The Centre for Budget Advocacy (CBA) on Monday described as alarming Ghana's public debt of about 7.2 billion dollars (72 trillion cedis), despite the huge inflow of resources as a result of debt relief under the Highly Indebted Poor Country Initiatives (HIPC) benefits.
The CBA noted that the marginal reduction of public debt from 7.5 billion (75 trillion cedis) in 2000 as stated in the 2001 budget statement to only 7.2 billion dollars (72 trillion cedis) by December 2007 in the 2008 budget is strange.
The CBA cautioned that; "If we do not manage our debt stock very well, we will soon have to be spending a huge chunk of the public resources on debt servicing leaving very little for poverty related expenditures."
Addressing a press conference to highlight the Centre's position on the 2008 budget, Mr Nicholas Adamtey, Acting Coordinator for CBA of the Integrated Social Development Centre (ISODEC) said the rate at which the country was incurring budget deficits it was likely to lead the country into fiscal indiscipline and mounting public debt.
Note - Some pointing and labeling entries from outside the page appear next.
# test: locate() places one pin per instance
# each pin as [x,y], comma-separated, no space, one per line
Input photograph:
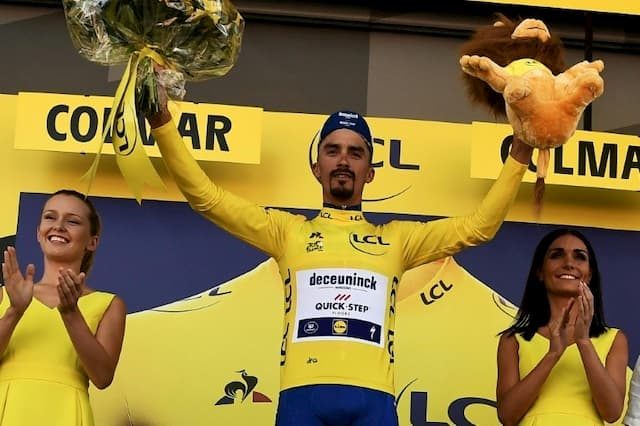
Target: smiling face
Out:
[565,264]
[343,167]
[65,231]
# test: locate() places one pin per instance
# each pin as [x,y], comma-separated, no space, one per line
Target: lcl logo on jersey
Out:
[237,391]
[374,245]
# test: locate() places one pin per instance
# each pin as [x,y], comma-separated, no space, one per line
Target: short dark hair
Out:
[95,224]
[351,120]
[534,311]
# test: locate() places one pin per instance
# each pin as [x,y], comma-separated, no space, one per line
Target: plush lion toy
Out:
[516,70]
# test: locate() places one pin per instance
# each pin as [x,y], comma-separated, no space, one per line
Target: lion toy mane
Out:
[518,71]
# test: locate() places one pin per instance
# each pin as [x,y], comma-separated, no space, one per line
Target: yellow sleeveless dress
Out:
[565,397]
[41,379]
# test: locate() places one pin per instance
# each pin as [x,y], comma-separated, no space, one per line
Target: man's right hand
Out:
[520,151]
[163,116]
[19,287]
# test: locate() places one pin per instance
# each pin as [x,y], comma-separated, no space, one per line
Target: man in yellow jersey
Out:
[340,272]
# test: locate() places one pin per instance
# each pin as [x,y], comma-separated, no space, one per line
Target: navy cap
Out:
[348,120]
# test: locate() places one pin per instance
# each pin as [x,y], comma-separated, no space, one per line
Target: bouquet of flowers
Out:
[189,39]
[192,39]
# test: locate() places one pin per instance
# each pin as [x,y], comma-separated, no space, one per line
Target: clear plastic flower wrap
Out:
[189,39]
[198,38]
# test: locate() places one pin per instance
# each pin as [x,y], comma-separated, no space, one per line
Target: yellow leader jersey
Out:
[340,272]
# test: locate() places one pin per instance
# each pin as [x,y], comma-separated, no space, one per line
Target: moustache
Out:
[342,172]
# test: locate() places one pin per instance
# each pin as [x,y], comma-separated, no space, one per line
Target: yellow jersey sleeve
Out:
[263,228]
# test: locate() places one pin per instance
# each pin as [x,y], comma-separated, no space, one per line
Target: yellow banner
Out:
[612,6]
[422,167]
[588,159]
[74,123]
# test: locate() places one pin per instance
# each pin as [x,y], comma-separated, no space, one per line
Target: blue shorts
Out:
[336,405]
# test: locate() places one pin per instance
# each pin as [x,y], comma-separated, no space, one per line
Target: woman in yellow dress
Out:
[559,363]
[57,335]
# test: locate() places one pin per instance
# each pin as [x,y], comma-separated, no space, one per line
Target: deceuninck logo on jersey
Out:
[341,304]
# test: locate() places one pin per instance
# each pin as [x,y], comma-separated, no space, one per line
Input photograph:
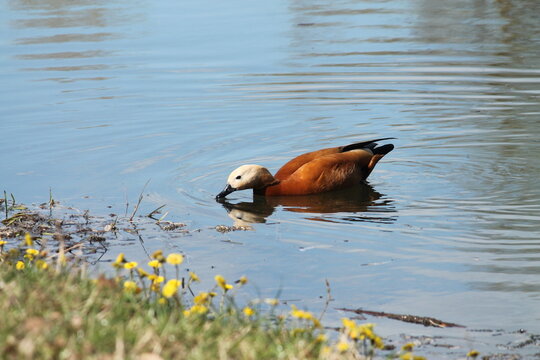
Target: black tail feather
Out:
[383,150]
[370,144]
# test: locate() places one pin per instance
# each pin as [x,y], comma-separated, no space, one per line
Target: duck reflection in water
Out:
[356,204]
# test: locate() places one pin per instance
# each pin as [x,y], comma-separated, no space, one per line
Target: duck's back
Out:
[327,169]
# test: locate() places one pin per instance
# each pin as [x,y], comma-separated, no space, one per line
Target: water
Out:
[98,97]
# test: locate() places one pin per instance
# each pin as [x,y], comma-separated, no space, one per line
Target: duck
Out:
[315,172]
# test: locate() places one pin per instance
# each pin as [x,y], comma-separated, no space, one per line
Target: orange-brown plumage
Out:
[312,173]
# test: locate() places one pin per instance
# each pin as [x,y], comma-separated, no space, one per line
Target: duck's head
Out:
[247,177]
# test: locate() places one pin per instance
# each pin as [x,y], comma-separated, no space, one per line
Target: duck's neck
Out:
[262,191]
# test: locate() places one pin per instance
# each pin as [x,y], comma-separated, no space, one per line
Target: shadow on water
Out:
[358,204]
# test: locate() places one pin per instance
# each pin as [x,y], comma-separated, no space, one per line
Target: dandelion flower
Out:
[120,259]
[202,298]
[158,255]
[42,265]
[220,280]
[130,286]
[142,272]
[130,265]
[170,288]
[321,338]
[175,259]
[248,311]
[193,276]
[342,346]
[32,252]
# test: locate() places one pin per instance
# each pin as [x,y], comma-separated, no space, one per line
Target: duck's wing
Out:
[290,167]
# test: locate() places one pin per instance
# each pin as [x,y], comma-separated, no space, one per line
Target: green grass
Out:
[65,315]
[58,312]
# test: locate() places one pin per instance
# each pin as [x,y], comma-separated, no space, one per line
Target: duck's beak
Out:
[228,189]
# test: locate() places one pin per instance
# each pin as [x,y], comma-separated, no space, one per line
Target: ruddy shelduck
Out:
[311,173]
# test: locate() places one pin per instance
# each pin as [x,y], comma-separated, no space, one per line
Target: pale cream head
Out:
[247,177]
[250,177]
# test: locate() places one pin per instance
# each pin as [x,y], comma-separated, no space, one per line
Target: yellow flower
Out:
[202,298]
[273,302]
[248,311]
[42,265]
[321,338]
[32,252]
[158,279]
[170,288]
[119,260]
[342,346]
[130,265]
[155,287]
[175,259]
[28,239]
[158,255]
[130,286]
[193,276]
[348,323]
[142,272]
[220,280]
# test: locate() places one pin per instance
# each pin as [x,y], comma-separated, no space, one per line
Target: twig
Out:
[138,202]
[423,320]
[328,299]
[163,217]
[156,211]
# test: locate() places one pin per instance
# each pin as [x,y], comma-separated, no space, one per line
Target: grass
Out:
[53,310]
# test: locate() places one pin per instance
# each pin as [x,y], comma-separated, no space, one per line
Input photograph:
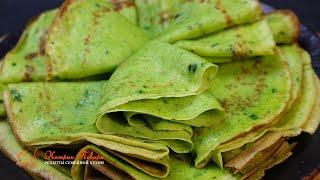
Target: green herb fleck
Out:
[177,15]
[140,91]
[165,101]
[192,68]
[86,93]
[282,33]
[214,45]
[253,116]
[16,95]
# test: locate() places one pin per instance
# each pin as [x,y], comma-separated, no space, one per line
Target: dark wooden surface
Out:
[15,13]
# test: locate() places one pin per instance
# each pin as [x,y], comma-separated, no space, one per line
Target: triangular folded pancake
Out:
[296,116]
[89,38]
[160,103]
[38,120]
[253,93]
[113,167]
[285,26]
[235,43]
[244,41]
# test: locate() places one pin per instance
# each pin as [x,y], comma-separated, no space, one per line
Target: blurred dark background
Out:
[15,13]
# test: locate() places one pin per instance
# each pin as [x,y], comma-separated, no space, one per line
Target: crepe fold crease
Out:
[130,86]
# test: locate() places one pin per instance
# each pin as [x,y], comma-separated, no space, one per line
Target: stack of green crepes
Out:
[173,89]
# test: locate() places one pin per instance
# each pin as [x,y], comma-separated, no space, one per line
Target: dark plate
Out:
[306,156]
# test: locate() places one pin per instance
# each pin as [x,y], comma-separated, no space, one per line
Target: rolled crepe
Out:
[253,93]
[161,102]
[26,62]
[242,42]
[171,21]
[92,42]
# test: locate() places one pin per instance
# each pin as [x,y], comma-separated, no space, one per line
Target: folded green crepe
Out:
[22,158]
[253,93]
[26,62]
[246,41]
[233,44]
[160,103]
[89,38]
[285,26]
[39,114]
[113,167]
[37,106]
[170,21]
[295,117]
[251,157]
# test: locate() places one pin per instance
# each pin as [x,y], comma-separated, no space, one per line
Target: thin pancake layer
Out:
[285,26]
[291,120]
[233,44]
[253,94]
[171,21]
[92,42]
[250,40]
[26,62]
[313,122]
[113,167]
[182,167]
[157,94]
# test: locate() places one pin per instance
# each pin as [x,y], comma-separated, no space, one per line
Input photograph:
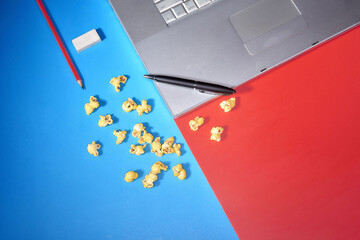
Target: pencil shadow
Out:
[64,43]
[101,34]
[244,88]
[237,104]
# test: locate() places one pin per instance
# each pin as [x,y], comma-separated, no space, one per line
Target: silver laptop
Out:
[226,41]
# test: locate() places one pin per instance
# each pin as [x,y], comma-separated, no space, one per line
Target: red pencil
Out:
[61,44]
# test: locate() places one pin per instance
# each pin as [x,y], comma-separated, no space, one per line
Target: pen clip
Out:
[208,92]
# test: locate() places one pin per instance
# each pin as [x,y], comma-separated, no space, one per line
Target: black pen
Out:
[201,86]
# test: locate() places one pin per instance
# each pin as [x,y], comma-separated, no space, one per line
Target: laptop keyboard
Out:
[172,10]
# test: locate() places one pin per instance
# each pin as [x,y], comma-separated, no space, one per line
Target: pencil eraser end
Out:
[86,40]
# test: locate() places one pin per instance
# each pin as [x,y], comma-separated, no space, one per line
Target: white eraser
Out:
[86,40]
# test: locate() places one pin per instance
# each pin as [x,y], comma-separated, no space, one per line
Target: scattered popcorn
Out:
[93,148]
[167,146]
[138,149]
[131,176]
[137,129]
[146,138]
[156,147]
[115,81]
[196,123]
[105,120]
[149,180]
[120,136]
[144,107]
[228,105]
[157,167]
[216,133]
[129,105]
[176,148]
[89,107]
[179,172]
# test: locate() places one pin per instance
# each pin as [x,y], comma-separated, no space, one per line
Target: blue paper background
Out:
[51,188]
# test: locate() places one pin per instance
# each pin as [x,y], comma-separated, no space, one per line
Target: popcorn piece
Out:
[89,107]
[167,146]
[115,81]
[196,123]
[176,148]
[137,129]
[144,107]
[120,136]
[216,133]
[149,180]
[179,172]
[105,120]
[93,148]
[138,149]
[228,104]
[131,176]
[129,105]
[156,147]
[157,167]
[146,138]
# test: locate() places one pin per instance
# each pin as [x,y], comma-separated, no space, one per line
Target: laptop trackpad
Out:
[267,23]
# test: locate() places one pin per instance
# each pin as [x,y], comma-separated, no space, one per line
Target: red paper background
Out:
[288,166]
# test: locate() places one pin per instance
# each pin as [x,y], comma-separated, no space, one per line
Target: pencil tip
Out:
[80,83]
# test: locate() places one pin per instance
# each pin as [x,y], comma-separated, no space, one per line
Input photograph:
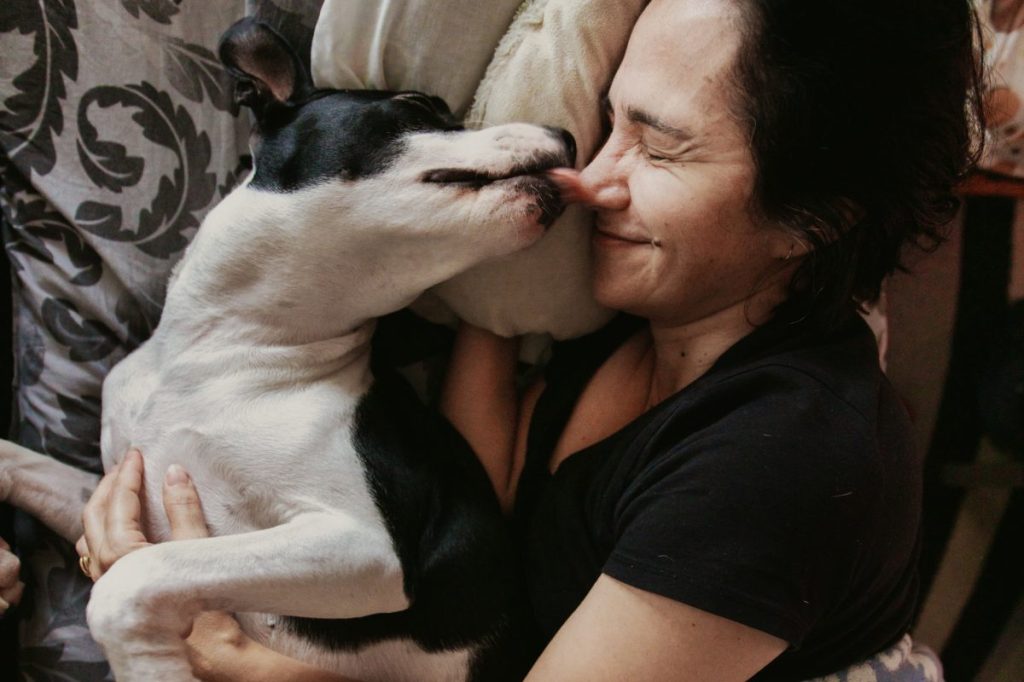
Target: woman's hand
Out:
[113,528]
[217,649]
[113,518]
[10,586]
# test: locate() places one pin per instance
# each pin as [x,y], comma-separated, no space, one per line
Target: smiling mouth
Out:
[600,233]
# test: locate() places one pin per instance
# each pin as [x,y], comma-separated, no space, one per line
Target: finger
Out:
[572,190]
[11,595]
[10,567]
[123,522]
[181,503]
[94,521]
[82,547]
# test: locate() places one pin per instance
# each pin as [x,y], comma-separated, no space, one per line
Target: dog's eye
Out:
[419,99]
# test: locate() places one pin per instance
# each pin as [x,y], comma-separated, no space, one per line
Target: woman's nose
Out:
[603,181]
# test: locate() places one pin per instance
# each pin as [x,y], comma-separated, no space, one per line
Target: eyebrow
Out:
[639,116]
[647,119]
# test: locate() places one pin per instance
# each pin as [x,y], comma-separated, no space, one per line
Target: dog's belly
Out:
[391,661]
[259,455]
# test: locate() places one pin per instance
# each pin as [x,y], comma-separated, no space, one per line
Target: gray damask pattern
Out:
[117,135]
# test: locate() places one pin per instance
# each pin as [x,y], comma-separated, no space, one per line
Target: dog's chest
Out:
[261,449]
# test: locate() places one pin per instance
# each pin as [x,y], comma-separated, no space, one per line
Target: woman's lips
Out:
[613,239]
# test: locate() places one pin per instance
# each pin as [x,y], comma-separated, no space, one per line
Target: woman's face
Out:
[676,241]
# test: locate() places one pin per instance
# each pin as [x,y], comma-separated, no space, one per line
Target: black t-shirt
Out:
[780,489]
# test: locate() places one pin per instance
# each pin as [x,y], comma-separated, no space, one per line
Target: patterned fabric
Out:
[905,662]
[117,135]
[1003,27]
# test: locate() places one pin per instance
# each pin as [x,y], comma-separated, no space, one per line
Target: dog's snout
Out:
[567,139]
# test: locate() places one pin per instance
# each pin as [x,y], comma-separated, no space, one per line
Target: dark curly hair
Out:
[863,116]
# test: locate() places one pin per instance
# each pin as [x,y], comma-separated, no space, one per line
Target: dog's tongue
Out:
[571,189]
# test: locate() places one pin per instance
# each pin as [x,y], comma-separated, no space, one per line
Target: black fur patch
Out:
[339,134]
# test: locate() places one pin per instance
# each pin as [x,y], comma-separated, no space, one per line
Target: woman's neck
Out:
[681,352]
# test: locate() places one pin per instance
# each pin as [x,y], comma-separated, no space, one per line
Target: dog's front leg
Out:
[52,492]
[317,565]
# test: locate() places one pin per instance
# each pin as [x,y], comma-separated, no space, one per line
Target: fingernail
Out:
[176,475]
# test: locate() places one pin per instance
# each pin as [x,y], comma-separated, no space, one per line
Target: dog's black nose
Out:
[567,139]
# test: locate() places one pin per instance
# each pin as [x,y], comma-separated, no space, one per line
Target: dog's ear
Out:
[265,68]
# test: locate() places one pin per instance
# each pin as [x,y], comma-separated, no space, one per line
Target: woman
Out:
[720,484]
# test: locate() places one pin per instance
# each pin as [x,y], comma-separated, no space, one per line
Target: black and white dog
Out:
[334,497]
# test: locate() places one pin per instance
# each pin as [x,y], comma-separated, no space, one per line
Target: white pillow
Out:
[551,67]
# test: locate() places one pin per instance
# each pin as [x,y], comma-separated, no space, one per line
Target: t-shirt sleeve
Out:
[753,509]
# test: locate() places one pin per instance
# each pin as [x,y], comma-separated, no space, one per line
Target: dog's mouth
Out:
[475,179]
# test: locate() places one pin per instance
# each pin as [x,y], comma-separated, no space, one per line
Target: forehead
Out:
[679,57]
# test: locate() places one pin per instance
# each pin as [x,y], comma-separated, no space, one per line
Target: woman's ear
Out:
[266,70]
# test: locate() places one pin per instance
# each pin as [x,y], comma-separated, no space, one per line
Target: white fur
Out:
[260,357]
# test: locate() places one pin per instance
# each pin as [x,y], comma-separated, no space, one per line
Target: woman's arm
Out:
[10,586]
[623,633]
[479,398]
[217,648]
Mr Adamtey said the government's deficit for 2006 was as high as 7.8 percent of the Gross Domestic Product (GDP), with a targeted domestic financing of the budget fixed at a net borrowing of 0.2 percent of the GDP but this has worsened to 4.1 percent of GDP.
He said the domestic primary balance has been in surplus between 1994 and 2005 and worsened in 2006 sliding into a deficit of 4.9 percent of GDP.
The CBA also described the current tax regime, including the Value Added Tax (VAT) as repressive, in the sense that the poor pays more than the rich.
He urged government to shift emphasis from the current regressive tax regime to a progressive regime, where the rich pays more, including taxing luxury goods imported into the country.
The Centre said Ghana was standing at a threshold of generating enough domestic resources to meet the nation's expenditure requirements without falling on donors to supplement government's fiscal budget.
He attributed the bane of revenue mobilization to the leakage in tax collection system and entreated government to take appropriate action to plug the leakage to ensure transparency in tax administration and called for closer collaboration among tax collecting agencies.
On the District Assembly Common Fund (DACF), the CBA said the total national revenue disbursed to DACF in 2006 was below the Constitutional quota of 7.5 percent.
The CBA therefore called on government to go by the stipulated percentage to enable proper development to take place at the local level.